Because they are so dependent on ocean patterns, studying them can teach us about the health of not just the seas, but of the planet itself.
The longer the research continues, the greater its value for predicting future trends – and confronted with a climate crisis, that predictive power has never been more valuable.

Dr Clare Ostle, one of the CPR research scientists, has analysed more than 800 different types of plankton, from plant-like phytoplankton – which photosynthesise to produce oxygen – to the animals known collectively as zooplankton, which include fish larvae and jellyfish.

“With the spring plankton bloom kicking off right now, it’s a critical time for collecting samples,” she says.
“A lot of people will be relying on this data, as their own monitoring programmes aren’t able to continue during the pandemic.
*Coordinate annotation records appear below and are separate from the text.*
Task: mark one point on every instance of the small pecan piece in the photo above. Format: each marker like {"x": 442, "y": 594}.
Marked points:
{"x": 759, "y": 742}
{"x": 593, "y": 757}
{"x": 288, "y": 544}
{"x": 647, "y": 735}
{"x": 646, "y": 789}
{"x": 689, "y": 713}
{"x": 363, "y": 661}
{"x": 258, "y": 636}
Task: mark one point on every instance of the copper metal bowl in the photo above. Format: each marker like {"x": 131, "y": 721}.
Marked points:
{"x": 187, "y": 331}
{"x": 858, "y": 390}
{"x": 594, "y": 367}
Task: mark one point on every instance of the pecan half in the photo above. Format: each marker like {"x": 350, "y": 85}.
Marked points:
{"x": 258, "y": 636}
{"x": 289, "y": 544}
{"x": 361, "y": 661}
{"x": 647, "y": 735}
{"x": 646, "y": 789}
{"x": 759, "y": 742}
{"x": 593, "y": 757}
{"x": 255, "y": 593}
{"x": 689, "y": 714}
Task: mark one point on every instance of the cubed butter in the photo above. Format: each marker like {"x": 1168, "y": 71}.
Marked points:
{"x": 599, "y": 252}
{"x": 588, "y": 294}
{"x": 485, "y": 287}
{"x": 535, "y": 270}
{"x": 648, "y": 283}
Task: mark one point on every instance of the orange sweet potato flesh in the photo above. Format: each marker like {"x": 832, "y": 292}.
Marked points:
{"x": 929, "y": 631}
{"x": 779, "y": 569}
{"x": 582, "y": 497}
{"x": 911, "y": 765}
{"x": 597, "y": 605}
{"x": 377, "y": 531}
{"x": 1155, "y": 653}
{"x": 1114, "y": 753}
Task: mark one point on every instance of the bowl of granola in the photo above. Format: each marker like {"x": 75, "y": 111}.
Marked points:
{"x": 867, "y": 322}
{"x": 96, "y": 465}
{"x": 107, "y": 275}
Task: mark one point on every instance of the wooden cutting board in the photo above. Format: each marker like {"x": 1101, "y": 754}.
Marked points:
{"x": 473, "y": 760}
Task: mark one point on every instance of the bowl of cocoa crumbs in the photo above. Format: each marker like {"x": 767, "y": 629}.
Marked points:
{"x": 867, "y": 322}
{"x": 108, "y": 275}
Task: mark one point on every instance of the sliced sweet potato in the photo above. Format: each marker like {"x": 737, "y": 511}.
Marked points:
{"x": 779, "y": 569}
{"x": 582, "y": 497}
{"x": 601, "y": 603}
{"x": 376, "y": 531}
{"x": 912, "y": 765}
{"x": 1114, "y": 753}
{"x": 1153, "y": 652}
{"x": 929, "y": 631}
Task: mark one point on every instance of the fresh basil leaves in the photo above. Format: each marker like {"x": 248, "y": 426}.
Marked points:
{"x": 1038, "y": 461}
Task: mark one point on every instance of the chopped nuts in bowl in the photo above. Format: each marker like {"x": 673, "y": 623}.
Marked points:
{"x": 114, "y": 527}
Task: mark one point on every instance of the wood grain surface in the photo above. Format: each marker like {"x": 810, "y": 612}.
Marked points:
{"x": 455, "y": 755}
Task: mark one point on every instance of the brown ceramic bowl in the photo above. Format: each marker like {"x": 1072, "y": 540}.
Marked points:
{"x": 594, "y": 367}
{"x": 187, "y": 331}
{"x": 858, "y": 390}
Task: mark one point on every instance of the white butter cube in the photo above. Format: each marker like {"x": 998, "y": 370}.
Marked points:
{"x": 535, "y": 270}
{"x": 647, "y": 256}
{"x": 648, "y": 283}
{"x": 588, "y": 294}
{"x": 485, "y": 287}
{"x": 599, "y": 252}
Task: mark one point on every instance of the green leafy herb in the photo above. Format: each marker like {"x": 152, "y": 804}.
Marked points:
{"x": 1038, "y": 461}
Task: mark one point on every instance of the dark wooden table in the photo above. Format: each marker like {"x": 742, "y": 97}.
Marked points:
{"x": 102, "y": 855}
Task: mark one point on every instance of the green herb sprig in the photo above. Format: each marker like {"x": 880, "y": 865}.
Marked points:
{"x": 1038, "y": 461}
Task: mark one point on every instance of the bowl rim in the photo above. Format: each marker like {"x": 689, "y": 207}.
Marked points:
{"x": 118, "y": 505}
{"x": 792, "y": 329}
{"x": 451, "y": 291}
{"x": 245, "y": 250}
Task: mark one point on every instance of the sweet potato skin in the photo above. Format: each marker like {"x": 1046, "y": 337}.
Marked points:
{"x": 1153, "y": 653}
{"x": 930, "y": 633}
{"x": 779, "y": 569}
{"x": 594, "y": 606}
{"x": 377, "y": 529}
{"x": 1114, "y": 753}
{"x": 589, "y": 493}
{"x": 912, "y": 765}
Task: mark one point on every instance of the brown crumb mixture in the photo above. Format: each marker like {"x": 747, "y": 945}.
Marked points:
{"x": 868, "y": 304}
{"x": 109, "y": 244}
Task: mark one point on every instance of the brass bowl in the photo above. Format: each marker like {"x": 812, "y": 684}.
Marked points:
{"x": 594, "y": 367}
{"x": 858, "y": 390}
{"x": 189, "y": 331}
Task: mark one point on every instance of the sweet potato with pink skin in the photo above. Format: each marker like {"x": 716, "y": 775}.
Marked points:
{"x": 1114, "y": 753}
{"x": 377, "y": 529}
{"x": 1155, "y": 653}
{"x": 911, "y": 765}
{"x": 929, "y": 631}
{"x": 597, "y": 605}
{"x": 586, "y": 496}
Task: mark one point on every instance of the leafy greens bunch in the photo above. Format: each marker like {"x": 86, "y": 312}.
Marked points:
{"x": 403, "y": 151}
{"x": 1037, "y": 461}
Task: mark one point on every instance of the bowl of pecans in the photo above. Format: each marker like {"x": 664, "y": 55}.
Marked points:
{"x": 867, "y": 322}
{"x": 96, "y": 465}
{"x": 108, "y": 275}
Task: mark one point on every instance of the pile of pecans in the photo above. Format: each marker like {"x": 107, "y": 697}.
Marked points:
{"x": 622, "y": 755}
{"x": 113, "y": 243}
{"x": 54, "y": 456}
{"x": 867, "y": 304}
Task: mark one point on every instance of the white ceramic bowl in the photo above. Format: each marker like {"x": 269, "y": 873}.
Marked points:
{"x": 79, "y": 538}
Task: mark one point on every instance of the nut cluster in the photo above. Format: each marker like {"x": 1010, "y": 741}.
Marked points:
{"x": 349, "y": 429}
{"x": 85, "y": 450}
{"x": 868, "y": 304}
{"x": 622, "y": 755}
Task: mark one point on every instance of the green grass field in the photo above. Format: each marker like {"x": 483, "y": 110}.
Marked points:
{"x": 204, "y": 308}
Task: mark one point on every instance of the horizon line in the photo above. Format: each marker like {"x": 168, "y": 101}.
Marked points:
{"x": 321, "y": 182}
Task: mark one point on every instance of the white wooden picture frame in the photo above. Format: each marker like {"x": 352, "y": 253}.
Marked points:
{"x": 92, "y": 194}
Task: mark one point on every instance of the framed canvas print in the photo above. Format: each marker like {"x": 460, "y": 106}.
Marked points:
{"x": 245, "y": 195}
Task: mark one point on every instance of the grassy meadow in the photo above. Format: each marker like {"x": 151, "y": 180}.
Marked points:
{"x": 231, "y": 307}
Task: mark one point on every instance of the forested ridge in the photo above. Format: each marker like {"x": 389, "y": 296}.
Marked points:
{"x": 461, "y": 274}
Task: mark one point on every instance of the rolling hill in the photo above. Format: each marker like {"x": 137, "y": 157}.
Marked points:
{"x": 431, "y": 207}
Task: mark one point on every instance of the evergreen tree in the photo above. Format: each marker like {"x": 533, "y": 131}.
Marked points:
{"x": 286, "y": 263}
So it’s a big deal for us.”

We’ve had people come to us wanting to look back in time, to study plastic pollution, for example Dr Clare Ostle, CPR scientist

The scope of the survey has evolved over time.
Since 2017, tows have included shipping routes along the north-west passage, as a result of ice melt in the Arctic.
Meanwhile, as research questions change and new technologies come into play, fresh data can be collected from old samples.
“We’ve had people come to us wanting to look back in time, to study plastic pollution, for example,” Ostle says.
The first complete plastic bag caught by the records was recorded in 1965, and studies since then show an increasing amount of plastic fishing debris getting caught up in the recording equipment.

Indeed, in collaboration with the University of Plymouth’s Prof Richard Thompson, Ostle’s studies of plankton dating back to the 50s were able to confirm the significant increase in plastics in the open ocean since the 80s.
As a result of this pioneering study in 2004, Thompson coined the phrase “microplastics”, for fragments smaller than 5mm (and which are now so ubiquitous that some plankton have been found to ingest them).

The study also provides insight into the spread of disease.
After a form of cholera was contracted by people eating contaminated fish eggs on the west coast of Canada, scientists used the plankton survey to map the spread of cholera bacteria, which they found clinging to the surface of some plankton such as fish eggs.

The most crucial thing plankton can help us understand, however, is likely to be how the climate crisis is affecting our oceans.
The shifting distribution of plankton is a measurable effect of rising sea temperatures.
By studying samples over 30 years, Ostle has found that plankton living in colder waters have significantly smaller areas where they can thrive.
Meanwhile, plankton living in warmer waters are moving towards cooler conditions in the poles.

“This has major impacts on fish stocks, seabird populations and so many other marine animals that feed on plankton,” says Ostle.
“Plankton also absorb CO2 emissions, so they are a massive natural carbon sink that we need to protect."
“It’s so important that we maintain this unusual dataset, because there are still so many discoveries to be made, and stories that haven’t yet been told.”

Wilson and Gregory, for their part, are working hard to make sure the “golden thread of volunteers in ports around the world” know they’re more appreciated than ever.

During the pandemic he has been packing goody bags, including sweets and diving or football magazines, to send off to the crews as a special thanks.

“Everyone involved knows the value of the health of our oceans, because this is their livelihood,” he says of the citizen-scientist sailors who’ve been crucial to the mission since 1931.
“They have the sea in their heart. And they really appreciate the chocolates.”